In 2010, she left Chile illegally and returned to Australia, where she lived in Bondi and worked as a babysitter and cleaner until her arrest in 2019.

This week, the court focused on whether the charges against her should be classified as aggravated kidnapping or as crimes against humanity, a distinction with significant legal consequences for the case.

Chile’s government lawyer Trent Glover told the court on Tuesday that the double criminality requirement for the extradition had been met and that “the crime of aggravated kidnapping existed in the Republic of Chile when Rivas’s alleged acts and omissions took place.”

“If Ms Rivas is returned, surrendered to Chile, there cannot be any charge of a crime against humanity,” Glover said.

“Chile has very clearly set out, in considerable detail, that Ms Rivas will be prosecuted for those seven counts of aggravated kidnapping,” he added.

Rivas’s lawyer Sean Baron Levi argued that the statute of limitations had expired.

“If it were simply an aggravated kidnapping, there could be no criminal liability because the statute of limitations has expired. The only reason there is any criminal liability is because the action is classified as a crime against humanity,” Levi told the court.

Levi cited Chilean documents showing that the country’s courts have also classified the acts as crimes against humanity.

Adriana Rivas_Corte Federal 31 marzo 2026_2.jpeg

The support group for families of victims of the Chilean dictatorship in Australia appeared at the hearing. (March 31, 2026).

The defence also argued that crimes against humanity did not exist in Chilean criminal law in 1976 and 1977. It said a person cannot be extradited for a crime that did not exist when the events occurred.

That decision, Levi said, “cannot be left in the hands of Chile.”

Glover insisted that “this does not change the nature of the crime of extradition” and added that these issues are matters for the Chilean courts.

The Charles Zentai precedent

Both sides referred to the case of Charles Zentai, a former Hungarian who lived in Perth.

Hungary requested his extradition for a crime committed in 1944.

Australia reportedly refused because the offence of “war crime” did not exist in Hungarian law at the time.

Rivas’s defence argued that her situation is the same.

Glover, however, pointed out a difference.

“Hungary requested extradition for a crime that never existed in its own right, while Chile is asking for extradition for aggravated kidnapping, a crime that existed in 1976,” Glover said.

Judge Lee raised the extent to which the Australian government must analyse another country’s law before authorising an extradition.

“Foreign legal systems deserve respect in the application of their own law,” Judge Lee said, adding that “the role of Australian decision-makers, including the minister, is not to anticipate or question that process.”

Sydney-based lawyer Adriana Navarro, who represents families of Chilean victims in Australia, told SBS Spanish that “the intention of the Rivas team is to try to convince the judge to look beyond what is required by the extradition law”.

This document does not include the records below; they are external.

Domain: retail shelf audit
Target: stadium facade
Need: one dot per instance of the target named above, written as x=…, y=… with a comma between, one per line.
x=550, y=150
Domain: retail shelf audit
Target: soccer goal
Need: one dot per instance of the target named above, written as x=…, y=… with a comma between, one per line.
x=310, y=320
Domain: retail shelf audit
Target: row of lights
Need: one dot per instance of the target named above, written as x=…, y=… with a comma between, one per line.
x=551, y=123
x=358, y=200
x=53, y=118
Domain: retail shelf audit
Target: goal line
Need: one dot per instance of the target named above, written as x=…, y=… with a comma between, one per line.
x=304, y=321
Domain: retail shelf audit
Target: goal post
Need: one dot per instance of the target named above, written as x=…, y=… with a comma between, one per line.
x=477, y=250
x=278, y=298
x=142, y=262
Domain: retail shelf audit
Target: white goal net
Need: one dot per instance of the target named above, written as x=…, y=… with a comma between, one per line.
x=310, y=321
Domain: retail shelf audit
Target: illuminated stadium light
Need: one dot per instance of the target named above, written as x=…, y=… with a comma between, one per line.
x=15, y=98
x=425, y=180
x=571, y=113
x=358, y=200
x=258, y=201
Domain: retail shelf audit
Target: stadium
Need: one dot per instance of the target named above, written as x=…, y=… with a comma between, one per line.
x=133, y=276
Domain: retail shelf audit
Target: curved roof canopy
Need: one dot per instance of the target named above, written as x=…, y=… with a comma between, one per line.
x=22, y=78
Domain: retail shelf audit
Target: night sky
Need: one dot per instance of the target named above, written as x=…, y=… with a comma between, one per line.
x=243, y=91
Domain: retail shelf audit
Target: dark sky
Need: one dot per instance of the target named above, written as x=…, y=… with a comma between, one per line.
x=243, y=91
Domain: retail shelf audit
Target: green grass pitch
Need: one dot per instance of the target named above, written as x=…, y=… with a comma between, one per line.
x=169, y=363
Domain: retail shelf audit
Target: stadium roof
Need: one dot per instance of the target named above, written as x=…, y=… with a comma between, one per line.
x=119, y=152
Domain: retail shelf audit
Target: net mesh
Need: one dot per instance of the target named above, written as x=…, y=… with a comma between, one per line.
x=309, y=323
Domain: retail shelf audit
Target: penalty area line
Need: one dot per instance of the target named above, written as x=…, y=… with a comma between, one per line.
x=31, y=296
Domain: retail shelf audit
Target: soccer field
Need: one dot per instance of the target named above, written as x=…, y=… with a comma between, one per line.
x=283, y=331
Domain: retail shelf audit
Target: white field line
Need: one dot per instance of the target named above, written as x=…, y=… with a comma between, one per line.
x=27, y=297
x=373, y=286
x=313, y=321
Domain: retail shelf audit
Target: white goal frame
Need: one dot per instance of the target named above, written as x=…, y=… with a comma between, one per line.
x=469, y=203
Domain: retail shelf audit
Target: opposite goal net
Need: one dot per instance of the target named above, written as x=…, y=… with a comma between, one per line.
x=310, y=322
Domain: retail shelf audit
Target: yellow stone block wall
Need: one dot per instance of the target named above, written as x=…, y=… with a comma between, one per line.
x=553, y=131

She added that “the minister’s team, which ordered the extradition, also has alternatives if Judge Lee’s decision goes against them.”

A long road of appeals

The case of Adriana Rivas has dragged on for years, since Chile requested her extradition in 2014.

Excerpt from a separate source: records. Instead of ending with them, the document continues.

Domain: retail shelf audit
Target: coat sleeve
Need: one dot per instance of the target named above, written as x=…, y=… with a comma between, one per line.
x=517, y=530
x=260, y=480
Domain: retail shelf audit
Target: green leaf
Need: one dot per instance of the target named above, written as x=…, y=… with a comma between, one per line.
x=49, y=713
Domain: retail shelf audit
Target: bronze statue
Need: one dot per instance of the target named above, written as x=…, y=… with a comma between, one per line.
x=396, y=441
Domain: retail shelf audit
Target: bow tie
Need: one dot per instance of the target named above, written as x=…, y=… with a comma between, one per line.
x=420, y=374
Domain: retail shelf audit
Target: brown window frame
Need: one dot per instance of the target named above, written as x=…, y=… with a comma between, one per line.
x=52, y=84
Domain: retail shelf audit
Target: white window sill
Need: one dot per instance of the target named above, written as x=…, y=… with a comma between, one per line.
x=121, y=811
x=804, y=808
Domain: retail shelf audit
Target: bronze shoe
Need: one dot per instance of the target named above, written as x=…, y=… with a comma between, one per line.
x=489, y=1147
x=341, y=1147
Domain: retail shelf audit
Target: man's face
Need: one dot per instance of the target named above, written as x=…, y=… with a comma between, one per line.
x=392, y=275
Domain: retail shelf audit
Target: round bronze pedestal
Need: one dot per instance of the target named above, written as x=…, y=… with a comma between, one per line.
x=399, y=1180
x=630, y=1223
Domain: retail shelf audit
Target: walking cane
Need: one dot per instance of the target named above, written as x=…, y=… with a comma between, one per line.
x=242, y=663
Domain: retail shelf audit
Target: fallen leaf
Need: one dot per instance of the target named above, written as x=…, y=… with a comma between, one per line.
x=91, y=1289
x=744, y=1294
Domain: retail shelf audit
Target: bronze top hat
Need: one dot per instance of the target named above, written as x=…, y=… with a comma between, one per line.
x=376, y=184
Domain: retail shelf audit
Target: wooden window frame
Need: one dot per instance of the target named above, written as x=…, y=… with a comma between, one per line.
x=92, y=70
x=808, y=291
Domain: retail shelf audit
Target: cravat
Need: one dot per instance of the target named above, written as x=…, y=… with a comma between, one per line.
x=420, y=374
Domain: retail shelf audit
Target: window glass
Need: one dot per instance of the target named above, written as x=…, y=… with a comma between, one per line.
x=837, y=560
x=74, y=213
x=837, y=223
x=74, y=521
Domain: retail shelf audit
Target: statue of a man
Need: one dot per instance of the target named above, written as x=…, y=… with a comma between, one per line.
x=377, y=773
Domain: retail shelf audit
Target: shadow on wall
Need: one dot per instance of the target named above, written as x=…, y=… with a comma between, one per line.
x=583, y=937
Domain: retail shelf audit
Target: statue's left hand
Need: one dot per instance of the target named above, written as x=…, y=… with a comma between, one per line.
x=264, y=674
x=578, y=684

This was her latest bid to block the extradition after Australia’s government ruled in 2024 that she should be sent to Chile.

Rivas, 72, previously tried through her lawyers to stop the extradition by lodging judicial appeals, citing health problems, questioning the guarantees of the Chilean judicial system, and claiming the process was politically motivated.

All these attempts have been rejected by different judges.

The last failed appeal attempt was in July 2025, when Judge Erin Longbottom rejected Rivas’ claims that there were inconsistencies and unfairness in the government’s refusal to provide them with certain documents on which the decision to extradite her was based.

The government invoked legal professional privilege to avoid disclosing them.

Judge Longbottom upheld that position and found there were no irregularities.

Closing the hearing on Tuesday, Judge Lee announced that he will issue his ruling shortly.